In month and a bit, I turn 25. I generally tend to be very nostalgic around hallmark birthdays. My 21st birthday was the last one, when I realized I could legally do anything, anywhere in the world. 25 is a bit different. It marks the point where I am closer to 30 years than I am to 20 years. Kinda weird to think about. Especially when your dearest friends are suddenly getting married and considering kids, the topic of purchasing houses seems to come up much more frequently and university parties suddenly seem rowdy and reckless.
I'm sure as hell not in that mind set.
But it gets you thinking...
Now that I've had some time to settle down and reflect upon the last 12 months or so, I realize why I underachieved towards the end of the season. It seems that my lack of ambition with racing and training seemed to be indirectly stemming from bigger problems.
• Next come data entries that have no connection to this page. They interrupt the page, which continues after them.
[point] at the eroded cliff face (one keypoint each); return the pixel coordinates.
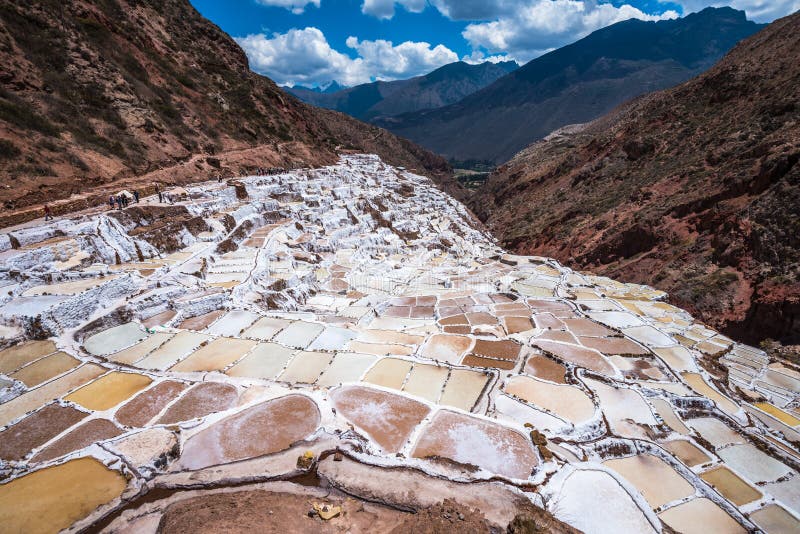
(693, 190)
(109, 93)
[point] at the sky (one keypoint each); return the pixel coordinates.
(315, 42)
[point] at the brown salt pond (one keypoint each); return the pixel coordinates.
(448, 348)
(503, 350)
(426, 381)
(43, 394)
(515, 325)
(387, 418)
(178, 347)
(90, 432)
(145, 406)
(306, 367)
(54, 498)
(388, 372)
(543, 367)
(36, 429)
(613, 345)
(215, 356)
(200, 322)
(700, 516)
(731, 486)
(137, 352)
(463, 389)
(266, 360)
(109, 390)
(265, 428)
(655, 479)
(697, 383)
(43, 370)
(199, 401)
(471, 441)
(687, 453)
(567, 402)
(580, 356)
(15, 357)
(774, 519)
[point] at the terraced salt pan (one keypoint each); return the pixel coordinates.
(233, 323)
(114, 339)
(697, 383)
(715, 431)
(346, 367)
(700, 516)
(140, 350)
(54, 498)
(582, 499)
(753, 464)
(306, 367)
(215, 356)
(687, 453)
(509, 409)
(46, 368)
(625, 409)
(178, 347)
(262, 429)
(43, 394)
(299, 334)
(731, 486)
(426, 381)
(68, 288)
(463, 389)
(472, 441)
(567, 402)
(774, 519)
(389, 372)
(266, 361)
(332, 338)
(265, 328)
(655, 479)
(109, 390)
(389, 419)
(17, 356)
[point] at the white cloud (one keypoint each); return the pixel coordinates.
(295, 6)
(528, 28)
(757, 10)
(384, 9)
(305, 57)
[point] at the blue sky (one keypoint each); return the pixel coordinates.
(313, 42)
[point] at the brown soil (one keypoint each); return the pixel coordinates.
(142, 408)
(201, 400)
(36, 429)
(83, 436)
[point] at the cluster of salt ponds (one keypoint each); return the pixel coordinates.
(411, 340)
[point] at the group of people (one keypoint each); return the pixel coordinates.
(121, 200)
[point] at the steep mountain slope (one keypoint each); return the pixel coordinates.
(575, 84)
(443, 86)
(97, 93)
(694, 190)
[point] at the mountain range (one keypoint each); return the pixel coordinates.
(574, 84)
(97, 95)
(694, 190)
(443, 86)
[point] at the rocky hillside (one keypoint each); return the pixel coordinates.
(575, 84)
(445, 85)
(694, 190)
(100, 94)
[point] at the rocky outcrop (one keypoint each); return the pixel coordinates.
(693, 190)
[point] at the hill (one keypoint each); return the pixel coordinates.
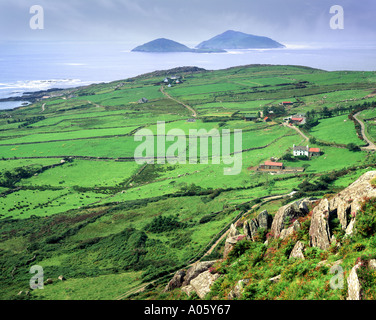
(239, 40)
(166, 45)
(162, 45)
(75, 201)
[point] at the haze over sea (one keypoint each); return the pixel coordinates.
(33, 66)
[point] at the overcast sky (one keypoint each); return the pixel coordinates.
(187, 21)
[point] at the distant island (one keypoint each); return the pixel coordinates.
(166, 45)
(238, 40)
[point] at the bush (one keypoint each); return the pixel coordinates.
(164, 224)
(365, 223)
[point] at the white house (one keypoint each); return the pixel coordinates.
(301, 151)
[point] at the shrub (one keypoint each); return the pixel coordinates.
(365, 224)
(164, 224)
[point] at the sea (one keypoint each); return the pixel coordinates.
(29, 66)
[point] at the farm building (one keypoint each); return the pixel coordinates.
(300, 151)
(270, 165)
(298, 120)
(314, 152)
(250, 117)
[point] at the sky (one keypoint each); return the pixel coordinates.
(187, 21)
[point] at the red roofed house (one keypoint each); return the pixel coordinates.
(297, 120)
(313, 152)
(270, 165)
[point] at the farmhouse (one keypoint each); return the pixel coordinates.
(314, 152)
(300, 151)
(270, 165)
(298, 120)
(250, 117)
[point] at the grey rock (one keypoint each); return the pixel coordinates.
(353, 284)
(196, 269)
(372, 264)
(345, 203)
(176, 281)
(238, 290)
(289, 231)
(289, 212)
(297, 252)
(188, 290)
(275, 279)
(203, 283)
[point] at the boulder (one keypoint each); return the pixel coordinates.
(195, 270)
(289, 212)
(264, 220)
(343, 205)
(353, 284)
(203, 283)
(229, 245)
(289, 231)
(319, 230)
(236, 293)
(372, 264)
(297, 252)
(176, 281)
(233, 231)
(250, 229)
(275, 279)
(188, 290)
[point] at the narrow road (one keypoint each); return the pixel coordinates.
(194, 113)
(371, 145)
(142, 287)
(253, 207)
(297, 130)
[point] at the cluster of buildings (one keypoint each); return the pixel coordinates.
(305, 151)
(275, 166)
(173, 80)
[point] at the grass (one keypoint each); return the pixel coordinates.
(339, 130)
(87, 219)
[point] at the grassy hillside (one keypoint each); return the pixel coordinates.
(74, 201)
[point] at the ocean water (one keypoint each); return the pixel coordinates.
(32, 66)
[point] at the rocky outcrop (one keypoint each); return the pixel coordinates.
(288, 213)
(238, 290)
(232, 238)
(289, 231)
(297, 252)
(182, 278)
(203, 282)
(195, 270)
(263, 220)
(176, 281)
(353, 284)
(319, 230)
(344, 205)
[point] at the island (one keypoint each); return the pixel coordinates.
(165, 45)
(238, 40)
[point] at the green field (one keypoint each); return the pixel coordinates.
(110, 225)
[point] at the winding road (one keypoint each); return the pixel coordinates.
(194, 113)
(297, 130)
(371, 145)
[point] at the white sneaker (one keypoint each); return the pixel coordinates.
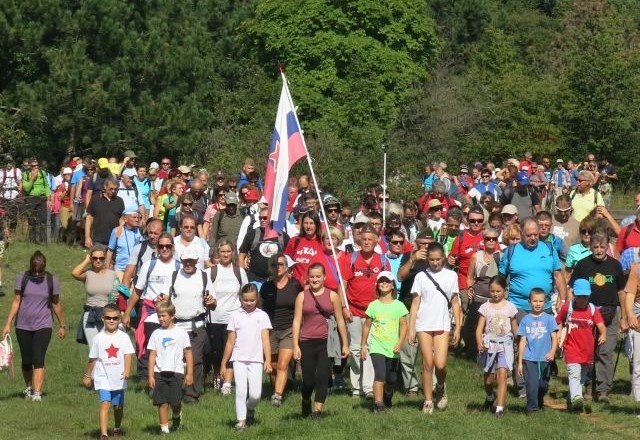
(441, 397)
(226, 389)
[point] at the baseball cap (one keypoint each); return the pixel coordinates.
(189, 254)
(231, 198)
(509, 209)
(387, 275)
(581, 287)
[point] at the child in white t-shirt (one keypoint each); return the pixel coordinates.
(110, 359)
(168, 346)
(435, 291)
(248, 345)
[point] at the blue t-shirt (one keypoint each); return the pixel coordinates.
(528, 269)
(123, 246)
(537, 331)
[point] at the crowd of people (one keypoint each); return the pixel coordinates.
(512, 266)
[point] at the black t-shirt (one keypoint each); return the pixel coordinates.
(261, 253)
(407, 284)
(280, 304)
(606, 279)
(106, 215)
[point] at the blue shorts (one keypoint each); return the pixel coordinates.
(116, 397)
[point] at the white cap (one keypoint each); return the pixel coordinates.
(189, 254)
(386, 274)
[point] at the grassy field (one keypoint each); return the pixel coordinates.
(69, 411)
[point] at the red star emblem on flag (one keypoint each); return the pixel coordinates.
(112, 351)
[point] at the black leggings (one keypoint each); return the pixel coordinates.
(385, 369)
(33, 347)
(315, 369)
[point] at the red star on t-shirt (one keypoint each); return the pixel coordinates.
(112, 351)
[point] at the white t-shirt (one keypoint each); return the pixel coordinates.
(109, 350)
(200, 246)
(248, 328)
(433, 313)
(226, 289)
(157, 279)
(187, 296)
(169, 345)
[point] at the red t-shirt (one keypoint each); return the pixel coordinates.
(579, 344)
(302, 250)
(361, 281)
(464, 250)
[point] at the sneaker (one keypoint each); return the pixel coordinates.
(176, 422)
(251, 417)
(276, 400)
(577, 403)
(387, 399)
(488, 402)
(226, 389)
(441, 396)
(427, 408)
(378, 408)
(306, 408)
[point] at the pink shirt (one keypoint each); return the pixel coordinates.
(248, 328)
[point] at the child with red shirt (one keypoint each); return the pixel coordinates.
(580, 317)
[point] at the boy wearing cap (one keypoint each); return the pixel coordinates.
(579, 317)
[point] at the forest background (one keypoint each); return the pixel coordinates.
(452, 80)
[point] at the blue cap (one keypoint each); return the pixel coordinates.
(581, 287)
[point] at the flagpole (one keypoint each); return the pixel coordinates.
(317, 188)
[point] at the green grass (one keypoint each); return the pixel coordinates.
(69, 411)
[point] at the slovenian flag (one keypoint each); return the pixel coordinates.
(287, 148)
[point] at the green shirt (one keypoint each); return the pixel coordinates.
(39, 187)
(385, 328)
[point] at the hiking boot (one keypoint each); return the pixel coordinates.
(226, 389)
(427, 408)
(306, 408)
(276, 400)
(251, 416)
(441, 396)
(488, 402)
(577, 403)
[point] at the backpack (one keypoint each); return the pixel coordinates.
(48, 276)
(6, 355)
(174, 275)
(564, 331)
For the past two years out of University, I really didn't have any direction. I did not have aspirations to do grad studies. I didn't have an idea as to what sort of job I wanted... I didn't have the means to get out of debt... I didn't have the resources to travel for a year like I've always wanted.
So I figured the best thing to do was to do the same thing I always do... ride my bike, train and get fast. Realistically from the get go, I knew I would never be challenging Absalon for the UCI World Champs. My goals were to be an O-Cup overall contender.
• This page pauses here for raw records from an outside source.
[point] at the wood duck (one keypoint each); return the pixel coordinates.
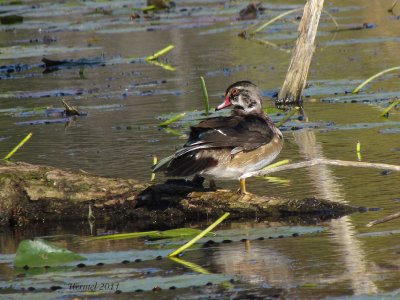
(228, 147)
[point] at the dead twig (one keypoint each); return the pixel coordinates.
(323, 161)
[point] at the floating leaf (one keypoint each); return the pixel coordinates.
(39, 253)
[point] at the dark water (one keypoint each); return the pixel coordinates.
(127, 98)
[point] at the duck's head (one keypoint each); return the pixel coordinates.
(244, 96)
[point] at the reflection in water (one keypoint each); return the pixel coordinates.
(342, 229)
(261, 264)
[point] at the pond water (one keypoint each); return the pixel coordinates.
(125, 98)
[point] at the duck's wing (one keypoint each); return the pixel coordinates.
(225, 135)
(239, 133)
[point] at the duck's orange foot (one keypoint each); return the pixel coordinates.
(242, 190)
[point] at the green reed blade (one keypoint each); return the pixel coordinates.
(287, 116)
(389, 108)
(205, 94)
(8, 156)
(160, 53)
(173, 119)
(199, 236)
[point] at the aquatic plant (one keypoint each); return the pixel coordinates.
(205, 94)
(9, 155)
(199, 236)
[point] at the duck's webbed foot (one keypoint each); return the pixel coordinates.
(198, 180)
(242, 190)
(212, 185)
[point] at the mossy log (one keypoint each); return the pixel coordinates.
(30, 193)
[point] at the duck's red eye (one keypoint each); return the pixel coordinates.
(234, 92)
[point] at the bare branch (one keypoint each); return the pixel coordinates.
(323, 161)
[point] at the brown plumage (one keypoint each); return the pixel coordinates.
(228, 147)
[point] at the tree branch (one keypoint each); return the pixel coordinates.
(323, 161)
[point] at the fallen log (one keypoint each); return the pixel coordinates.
(34, 193)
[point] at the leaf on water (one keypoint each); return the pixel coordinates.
(39, 253)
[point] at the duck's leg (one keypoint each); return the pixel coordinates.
(213, 186)
(198, 180)
(242, 189)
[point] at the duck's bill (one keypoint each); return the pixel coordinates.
(226, 103)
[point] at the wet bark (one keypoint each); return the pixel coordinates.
(33, 193)
(296, 75)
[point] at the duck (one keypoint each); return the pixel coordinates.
(226, 147)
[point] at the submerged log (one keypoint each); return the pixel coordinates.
(32, 193)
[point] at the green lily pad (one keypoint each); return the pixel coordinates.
(39, 253)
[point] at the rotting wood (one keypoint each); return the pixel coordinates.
(295, 80)
(32, 193)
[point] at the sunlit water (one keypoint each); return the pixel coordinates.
(126, 101)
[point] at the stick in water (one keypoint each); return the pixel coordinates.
(383, 220)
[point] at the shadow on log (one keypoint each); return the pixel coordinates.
(33, 193)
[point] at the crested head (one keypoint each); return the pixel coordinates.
(244, 96)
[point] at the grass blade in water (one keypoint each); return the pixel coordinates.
(199, 236)
(205, 94)
(162, 65)
(160, 53)
(287, 116)
(153, 175)
(8, 156)
(385, 113)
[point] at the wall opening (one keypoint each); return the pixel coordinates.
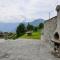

So I trained. I invested more time than ever, more money than ever into the sport I loved. If you look at the first part of the season it was good. I improved, I hit personal bests in all regards.
However at the half way point something happened. The passion died. While initially I blamed it on over training, powertap data revealed I wasn't really doing more volume than before. Also, I was improving, so there was no reason for me to get discouraged.
I traced it down to a point in the summer where I realized that the race season would end, and I would suddenly be in the exact same place I was the autumn before, and the autumn before that. Hip deep in debt, in a stagnant job and debating whether my meager paycheque would go towards food, or a new drivetrain to replace my worn one. I began to wonder if cycling was a distraction from other problems.
It was this small epiphany that created a 'sub conscious paradigm shift' (if you will) that influenced how seriously I took my training and cycling. It suddenly seemed all futile. If I had the best season of my life and found myself top 5 in Ontario.... I would still be broke and postponing other elements of my life. Of course, at the time I didn't realize it. I kept on with my half assed training and racing full steam ahead until I reached the tipping point.
Had my first year in elite been when I was 19 or 20 years of age it could have been alot different. University provides a comfort blanket that allows you to focus solely on your personal interests. You know what you're doing for the next few years so you don't have to think too hard about it. It was far easier to have a clear focussed mind. At least thats what it was for me.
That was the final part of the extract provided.